How to manage mistakes
there are lots of possible ways to correctly handle errors. We'll suggest the one which works better for us.
Step one: Belief change.
Every mistake is a learning experience. All of them have something valuable to offer you. Attempt to counteract the tendency of sense strategy and frued mistakes in a way that is favorable. Instead of yelling to everybody around and feeling disappointed, say to yourself”okay, I did some thing wrong, what happened? What can it be?
Step two: Identify the error made.
Define the error, find out exactly what caused the error, and try as hard as you can to effectively find the nature of that error. By Locating the error nature, you will be prevented from making the exact same mistake. Where you expected more than the answer will be found by you. Take for example a trader that does not stick to the system. The reason behind this could be that the trader is afraid of loosing. But , why she afraid or is that he? It might be that the trader is using a system that does not match him or her, and finds difficult to follow every sign. In the surface, as you can see, the essence of the error isn't in this case. You need to try as hard as you can to locate the real reason of the error.
Step three: Measure the Results of the error.
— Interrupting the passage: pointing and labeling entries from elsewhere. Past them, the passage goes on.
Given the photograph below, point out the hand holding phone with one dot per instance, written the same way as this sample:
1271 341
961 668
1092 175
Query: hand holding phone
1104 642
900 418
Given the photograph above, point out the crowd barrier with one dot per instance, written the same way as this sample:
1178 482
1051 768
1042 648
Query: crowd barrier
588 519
List the consequences of making that specific mistake, both positive and negative. Consequences are the ones which make us better traders after dealing with the mistake. Think on all motives you can learn from what happened. What are the implications of making that error? Well, if you don't adhere to the system, you may gradually loose confidence in it, and this in the end will put you into trades you don't really want to be, and you should be in.
Step four: Take action.
Taking proper action is the last and most crucial step. In order to learn, you need to modify your behavior. Make sure whatever you do, you eventually become”this-mistake-proof”. Every mistake turns into a little part of succeeding in our trading career by taking action. Continuing with the example would be the trader's final measure. The trader would put a system which perfectly matches him or her, or so the trader does not locate any problem following it in signals.
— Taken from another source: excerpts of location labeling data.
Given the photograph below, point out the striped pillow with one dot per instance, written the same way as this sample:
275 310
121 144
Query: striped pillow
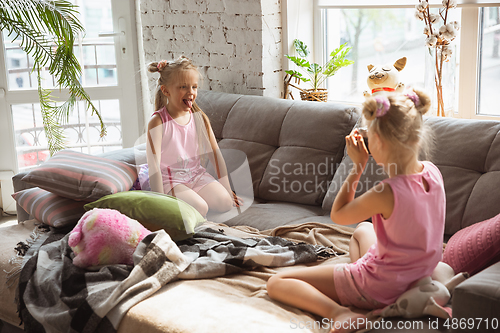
83 177
49 208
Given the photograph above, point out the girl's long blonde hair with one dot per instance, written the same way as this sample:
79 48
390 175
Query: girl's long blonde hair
168 71
402 124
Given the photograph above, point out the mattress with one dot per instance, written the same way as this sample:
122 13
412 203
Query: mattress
233 303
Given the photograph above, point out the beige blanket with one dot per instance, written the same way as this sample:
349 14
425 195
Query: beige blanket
235 303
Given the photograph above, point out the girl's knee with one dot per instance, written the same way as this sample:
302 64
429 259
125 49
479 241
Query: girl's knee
272 283
362 229
223 202
202 207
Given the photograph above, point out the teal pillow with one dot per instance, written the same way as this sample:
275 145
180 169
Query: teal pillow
154 211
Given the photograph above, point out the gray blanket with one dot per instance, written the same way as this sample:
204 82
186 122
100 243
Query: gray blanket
78 300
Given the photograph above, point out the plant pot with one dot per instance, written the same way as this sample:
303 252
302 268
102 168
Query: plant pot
320 95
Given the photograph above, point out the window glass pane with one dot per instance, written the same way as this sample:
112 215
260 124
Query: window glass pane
98 58
377 36
489 46
81 131
95 54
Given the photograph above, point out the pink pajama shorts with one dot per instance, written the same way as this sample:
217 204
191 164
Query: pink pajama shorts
195 184
348 292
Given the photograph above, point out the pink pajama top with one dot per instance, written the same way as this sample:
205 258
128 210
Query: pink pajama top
410 242
180 162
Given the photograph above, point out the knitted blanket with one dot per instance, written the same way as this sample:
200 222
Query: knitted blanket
56 296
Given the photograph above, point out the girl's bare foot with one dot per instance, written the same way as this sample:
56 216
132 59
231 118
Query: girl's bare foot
348 321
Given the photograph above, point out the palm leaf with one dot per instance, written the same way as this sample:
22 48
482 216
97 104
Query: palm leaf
47 31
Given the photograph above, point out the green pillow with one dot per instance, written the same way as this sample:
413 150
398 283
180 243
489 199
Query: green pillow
154 211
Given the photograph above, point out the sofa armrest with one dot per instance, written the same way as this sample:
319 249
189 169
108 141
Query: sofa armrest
479 298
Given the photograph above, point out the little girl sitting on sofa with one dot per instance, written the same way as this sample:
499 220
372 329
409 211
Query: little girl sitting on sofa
179 137
404 243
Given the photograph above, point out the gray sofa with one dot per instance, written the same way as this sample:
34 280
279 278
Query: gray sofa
294 150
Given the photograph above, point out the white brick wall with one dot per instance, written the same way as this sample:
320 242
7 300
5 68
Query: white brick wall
235 43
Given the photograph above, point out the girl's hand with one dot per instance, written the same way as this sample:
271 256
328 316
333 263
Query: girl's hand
237 200
356 149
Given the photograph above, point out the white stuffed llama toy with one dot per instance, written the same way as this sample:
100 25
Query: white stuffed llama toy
385 78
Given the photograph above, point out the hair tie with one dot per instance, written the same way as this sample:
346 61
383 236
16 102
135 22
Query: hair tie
413 96
162 64
383 106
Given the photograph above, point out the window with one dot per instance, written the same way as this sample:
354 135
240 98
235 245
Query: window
382 31
489 72
108 60
377 36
Understanding the fact that the outcome of any transaction doesn't have anything to do with a error will open your mind to other possibilities, in which you'll be able to understand the nature of every error made. The doors will open as you work and take appropriate action on every error made.
The process of succeeding is slow, and plenty of times it's credited to repeated mistakes made and the constant struggle to get past these errors, working on them accordingly. We deal with them will shape our future as a trader, and most importantly as a person.